A l’AIPAC, Pence abonde en enthousiasme mais reste avare de détails

Le public applaudit les actions de l’administration Trump à l’ONU, mais les positions sur les négociations de paix et le déplacement de l’ambassade restent vagues

Le vice-président américain Mike Pence pendant la conférence politique annuelle de l'AIPAC, à Washington, D.C., le 26 mars 2017. (Crédit : Ron Kampeas/JTA)
Le vice-président américain Mike Pence pendant la conférence politique annuelle de l'AIPAC, à Washington, D.C., le 26 mars 2017. (Crédit : Ron Kampeas/JTA)

WASHINGTON – Le vice-président américain Mike Pence est monté sur la scène principale de la conférence politique annuelle de l’AIPAC dimanche soir avec une mission claire : enflammer le public sur l’engagement de l’administration Trump pour soutenir Israël.
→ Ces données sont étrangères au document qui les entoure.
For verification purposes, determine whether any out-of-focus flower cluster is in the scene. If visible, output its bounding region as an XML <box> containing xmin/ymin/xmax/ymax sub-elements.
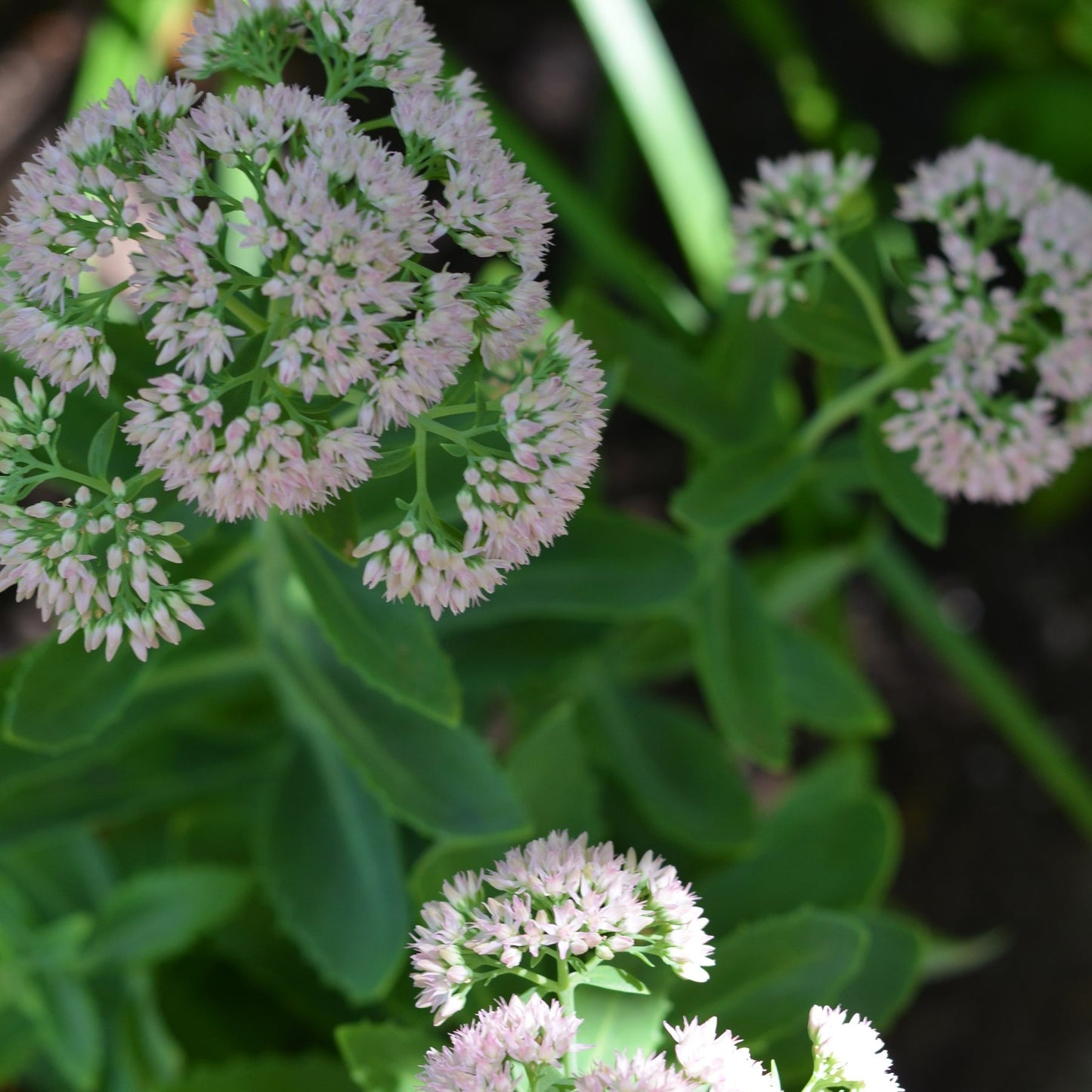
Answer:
<box><xmin>0</xmin><ymin>0</ymin><xmax>603</xmax><ymax>653</ymax></box>
<box><xmin>419</xmin><ymin>997</ymin><xmax>901</xmax><ymax>1092</ymax></box>
<box><xmin>412</xmin><ymin>831</ymin><xmax>713</xmax><ymax>1023</ymax></box>
<box><xmin>886</xmin><ymin>140</ymin><xmax>1092</xmax><ymax>503</ymax></box>
<box><xmin>729</xmin><ymin>152</ymin><xmax>873</xmax><ymax>319</ymax></box>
Ce n’est pas un devoir inhabituel pour un vice-président : son prédécesseur Joe Biden est également intervenu devant la conférence annuelle.

Dans le cas de Pence, cela a semblé être plutôt facile. Il était très passionné, mais avare de détails pendant son discours devant le public enthousiaste de la plénière.

Pence a stratégiquement entremêlé son engagement pro-Israël de longue date à Washington – des décennies de travail avec l’AIPAC, de multiples voyages en Israël – avec le nom de son patron, le président américain Donald Trump, qu’il a décrit comme un « ami sincère d’Israël et un courageux défenseur de la liberté ».

L'ambassadrice américaine aux Nations unies, Nikki Haley, au Conseil de Sécurité à New York, le 21 février 2017. (Crédit : Kena Betancur/AFP)
L’ambassadrice américaine aux Nations unies, Nikki Haley, au Conseil de Sécurité à New York, le 21 février 2017. (Crédit : Kena Betancur/AFP)

L’AIPAC est traditionnellement le lieu où les responsables de l’administration vantent leurs actions et leur programme pro-Israël. En ce qui concerne Pence, il a souligné sa fierté de la condamnation par l’administration Trump des menaces et des incidents antisémites, et a fait référence à plusieurs reprises aux efforts de l’ambassadrice américaine auprès des Nations unies, Nikki Haley, qui a mené le boycott américain de protestation contre le parti-pris anti-Israël du Conseil des droits de l’Homme des Nations unies.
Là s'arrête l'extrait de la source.